Houston's hard-drinking, risk-taking Oilman Glenn McCarthy has a habit of making comebacks just when things look blackest. Once, when he had gone $1,500,000 in the red, and a creditors' committee had taken over his affairs, he didn't even have the $20,000 needed to finish the mansion he was building. Then, from an oilman he scarcely knew, came a check for $50,000 and a note: "Pay me when you can." McCarthy finished his mansion and launched new oil explorations that made him millions.

Once more down on his luck, McCarthy is trying another comeback. But when he talked of starting a new wildcatting company, his chief creditor, Equitable Life Assurance, said no. It told him that he must put his McCarthy Oil & Gas Corp. and Shamrock Hotel in order, or step out of the management (TIME, April 14).

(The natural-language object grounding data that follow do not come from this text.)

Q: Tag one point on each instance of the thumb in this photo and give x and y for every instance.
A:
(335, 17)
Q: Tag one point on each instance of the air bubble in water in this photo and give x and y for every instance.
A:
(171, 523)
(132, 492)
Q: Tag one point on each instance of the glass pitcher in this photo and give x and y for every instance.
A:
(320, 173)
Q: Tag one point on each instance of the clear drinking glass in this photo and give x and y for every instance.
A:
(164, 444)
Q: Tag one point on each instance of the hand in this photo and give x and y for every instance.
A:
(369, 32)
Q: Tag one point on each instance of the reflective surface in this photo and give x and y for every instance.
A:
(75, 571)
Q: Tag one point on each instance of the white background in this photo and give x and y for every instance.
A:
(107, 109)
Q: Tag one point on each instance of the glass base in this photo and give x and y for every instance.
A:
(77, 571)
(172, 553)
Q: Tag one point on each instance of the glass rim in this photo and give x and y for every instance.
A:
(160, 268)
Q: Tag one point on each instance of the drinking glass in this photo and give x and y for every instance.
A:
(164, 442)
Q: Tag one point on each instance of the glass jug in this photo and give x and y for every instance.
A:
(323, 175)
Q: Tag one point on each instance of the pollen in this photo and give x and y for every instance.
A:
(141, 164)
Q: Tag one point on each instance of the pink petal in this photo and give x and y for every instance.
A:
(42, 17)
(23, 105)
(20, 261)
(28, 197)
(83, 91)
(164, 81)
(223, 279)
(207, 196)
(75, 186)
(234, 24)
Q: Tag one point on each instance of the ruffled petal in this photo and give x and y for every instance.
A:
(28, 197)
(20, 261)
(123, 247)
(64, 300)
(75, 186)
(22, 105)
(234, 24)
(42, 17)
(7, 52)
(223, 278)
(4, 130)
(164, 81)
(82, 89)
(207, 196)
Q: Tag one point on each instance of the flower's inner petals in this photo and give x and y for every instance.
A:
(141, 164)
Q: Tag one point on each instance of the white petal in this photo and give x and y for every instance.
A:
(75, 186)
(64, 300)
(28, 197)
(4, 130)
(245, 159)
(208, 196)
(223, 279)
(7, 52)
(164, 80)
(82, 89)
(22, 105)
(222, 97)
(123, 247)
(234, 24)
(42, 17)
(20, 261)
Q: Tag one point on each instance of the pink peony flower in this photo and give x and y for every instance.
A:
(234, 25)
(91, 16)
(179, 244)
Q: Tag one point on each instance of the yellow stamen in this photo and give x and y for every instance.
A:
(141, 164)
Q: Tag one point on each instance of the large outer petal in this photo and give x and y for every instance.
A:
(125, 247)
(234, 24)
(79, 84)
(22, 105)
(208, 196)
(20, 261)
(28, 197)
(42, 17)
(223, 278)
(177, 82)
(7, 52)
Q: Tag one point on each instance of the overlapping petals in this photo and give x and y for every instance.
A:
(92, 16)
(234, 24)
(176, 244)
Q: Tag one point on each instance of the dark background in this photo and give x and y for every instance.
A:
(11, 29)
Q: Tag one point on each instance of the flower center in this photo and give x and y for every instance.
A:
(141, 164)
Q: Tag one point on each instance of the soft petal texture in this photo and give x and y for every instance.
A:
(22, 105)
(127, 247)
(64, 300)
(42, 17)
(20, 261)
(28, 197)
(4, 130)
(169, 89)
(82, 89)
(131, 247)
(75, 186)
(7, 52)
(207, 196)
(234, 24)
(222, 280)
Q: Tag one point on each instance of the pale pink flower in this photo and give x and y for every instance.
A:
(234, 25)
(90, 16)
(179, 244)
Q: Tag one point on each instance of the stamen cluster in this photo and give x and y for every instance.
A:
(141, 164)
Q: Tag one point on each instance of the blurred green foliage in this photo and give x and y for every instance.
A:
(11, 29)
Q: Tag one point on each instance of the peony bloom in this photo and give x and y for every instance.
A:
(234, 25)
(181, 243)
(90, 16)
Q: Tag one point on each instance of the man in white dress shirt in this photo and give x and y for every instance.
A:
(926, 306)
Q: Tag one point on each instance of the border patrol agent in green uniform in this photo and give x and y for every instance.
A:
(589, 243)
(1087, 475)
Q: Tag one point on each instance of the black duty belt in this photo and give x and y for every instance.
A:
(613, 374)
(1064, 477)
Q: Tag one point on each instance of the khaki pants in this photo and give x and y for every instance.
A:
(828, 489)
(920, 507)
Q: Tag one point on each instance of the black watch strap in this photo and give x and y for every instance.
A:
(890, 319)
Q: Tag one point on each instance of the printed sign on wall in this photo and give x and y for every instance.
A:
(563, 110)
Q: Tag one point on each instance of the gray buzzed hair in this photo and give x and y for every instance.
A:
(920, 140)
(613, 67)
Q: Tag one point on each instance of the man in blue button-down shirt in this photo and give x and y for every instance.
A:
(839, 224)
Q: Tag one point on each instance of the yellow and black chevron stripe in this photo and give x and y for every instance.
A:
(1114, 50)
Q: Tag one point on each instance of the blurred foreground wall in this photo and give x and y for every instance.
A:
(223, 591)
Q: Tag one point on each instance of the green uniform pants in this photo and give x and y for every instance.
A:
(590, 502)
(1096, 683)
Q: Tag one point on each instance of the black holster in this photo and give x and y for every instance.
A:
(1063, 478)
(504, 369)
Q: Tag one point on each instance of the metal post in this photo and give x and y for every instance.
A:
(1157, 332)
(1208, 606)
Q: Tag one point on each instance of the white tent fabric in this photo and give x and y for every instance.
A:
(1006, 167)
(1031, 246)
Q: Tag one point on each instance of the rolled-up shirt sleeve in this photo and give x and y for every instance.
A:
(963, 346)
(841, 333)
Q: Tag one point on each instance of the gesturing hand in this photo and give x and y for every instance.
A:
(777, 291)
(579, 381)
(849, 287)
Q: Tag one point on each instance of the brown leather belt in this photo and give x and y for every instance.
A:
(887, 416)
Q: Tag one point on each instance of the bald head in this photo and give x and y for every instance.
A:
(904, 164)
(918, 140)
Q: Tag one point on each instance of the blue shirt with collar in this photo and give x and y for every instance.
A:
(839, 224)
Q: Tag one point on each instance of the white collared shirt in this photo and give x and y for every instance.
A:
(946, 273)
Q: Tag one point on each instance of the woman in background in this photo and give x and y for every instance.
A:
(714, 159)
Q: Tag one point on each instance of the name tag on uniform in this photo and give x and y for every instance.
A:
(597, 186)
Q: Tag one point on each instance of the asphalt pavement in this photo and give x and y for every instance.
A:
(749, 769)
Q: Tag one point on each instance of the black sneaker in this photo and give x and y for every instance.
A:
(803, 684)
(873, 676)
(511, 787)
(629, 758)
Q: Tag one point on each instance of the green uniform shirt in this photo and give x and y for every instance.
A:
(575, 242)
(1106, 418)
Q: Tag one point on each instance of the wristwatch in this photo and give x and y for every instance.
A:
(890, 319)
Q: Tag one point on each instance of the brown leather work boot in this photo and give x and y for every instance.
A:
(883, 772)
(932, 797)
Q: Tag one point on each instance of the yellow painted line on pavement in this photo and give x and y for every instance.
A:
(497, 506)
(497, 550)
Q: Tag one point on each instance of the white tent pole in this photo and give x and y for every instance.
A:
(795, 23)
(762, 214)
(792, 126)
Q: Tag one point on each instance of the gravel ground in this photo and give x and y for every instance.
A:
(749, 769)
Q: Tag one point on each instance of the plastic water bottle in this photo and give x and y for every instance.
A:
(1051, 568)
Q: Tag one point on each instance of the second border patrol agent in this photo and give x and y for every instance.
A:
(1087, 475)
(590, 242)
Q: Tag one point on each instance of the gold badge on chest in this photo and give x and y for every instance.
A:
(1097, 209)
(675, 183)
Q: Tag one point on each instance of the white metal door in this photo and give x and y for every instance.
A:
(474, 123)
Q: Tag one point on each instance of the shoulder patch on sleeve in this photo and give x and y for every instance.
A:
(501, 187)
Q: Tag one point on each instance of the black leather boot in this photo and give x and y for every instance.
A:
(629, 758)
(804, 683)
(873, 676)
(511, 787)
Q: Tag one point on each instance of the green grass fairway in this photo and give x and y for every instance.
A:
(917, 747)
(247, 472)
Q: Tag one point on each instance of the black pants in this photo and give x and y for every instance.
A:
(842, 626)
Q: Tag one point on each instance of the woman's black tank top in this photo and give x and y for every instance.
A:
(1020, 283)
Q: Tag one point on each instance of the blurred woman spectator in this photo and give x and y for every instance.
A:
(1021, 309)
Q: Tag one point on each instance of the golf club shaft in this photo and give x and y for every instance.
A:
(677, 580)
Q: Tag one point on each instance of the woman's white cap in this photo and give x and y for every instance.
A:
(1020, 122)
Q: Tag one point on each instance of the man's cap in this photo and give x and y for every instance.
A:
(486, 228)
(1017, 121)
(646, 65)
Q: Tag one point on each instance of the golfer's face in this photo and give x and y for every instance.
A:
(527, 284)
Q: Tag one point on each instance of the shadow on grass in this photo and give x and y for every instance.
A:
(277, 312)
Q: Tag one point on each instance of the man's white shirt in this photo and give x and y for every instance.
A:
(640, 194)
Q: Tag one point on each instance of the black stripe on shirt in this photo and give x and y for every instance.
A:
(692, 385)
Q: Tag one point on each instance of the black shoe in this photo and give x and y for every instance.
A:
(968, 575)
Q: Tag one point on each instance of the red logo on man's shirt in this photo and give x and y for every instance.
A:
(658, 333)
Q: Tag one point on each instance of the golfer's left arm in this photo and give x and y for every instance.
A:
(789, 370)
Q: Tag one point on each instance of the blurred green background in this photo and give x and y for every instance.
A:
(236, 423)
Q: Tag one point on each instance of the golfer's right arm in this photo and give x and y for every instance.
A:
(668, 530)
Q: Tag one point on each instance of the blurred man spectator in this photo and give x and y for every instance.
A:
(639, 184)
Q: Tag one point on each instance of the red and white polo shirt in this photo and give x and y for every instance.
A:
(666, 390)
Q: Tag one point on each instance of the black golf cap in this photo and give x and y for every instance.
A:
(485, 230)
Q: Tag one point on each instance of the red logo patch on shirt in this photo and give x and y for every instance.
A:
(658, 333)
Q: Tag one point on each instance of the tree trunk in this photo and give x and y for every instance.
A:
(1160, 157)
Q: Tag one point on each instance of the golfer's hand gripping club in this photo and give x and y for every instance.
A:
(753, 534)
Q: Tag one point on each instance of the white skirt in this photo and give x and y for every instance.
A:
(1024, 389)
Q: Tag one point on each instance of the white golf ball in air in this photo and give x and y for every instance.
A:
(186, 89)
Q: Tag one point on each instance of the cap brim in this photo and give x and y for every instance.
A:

Last week McCarthy and Equitable came to terms. Equitable made him step out of the management of the oil company and give up his $5,000-a-month salary as chairman. Equitable also stepped up the size of the payments on McCarthy's loan. Then it announced that it was in "full agreement" with his plan for a new oil company. Houston's investment firm, B. V. Christie Co., notified the SEC of McCarthy's intention of selling $20 million worth of stock at $2 per share in a new wildcatting company, to be known as Glenn McCarthy, Inc. Its chief assets: McCarthy's name and Irish luck. All that remained to be seen was whether McCarthy could sell the stock and if so whether he could find oil with the cash.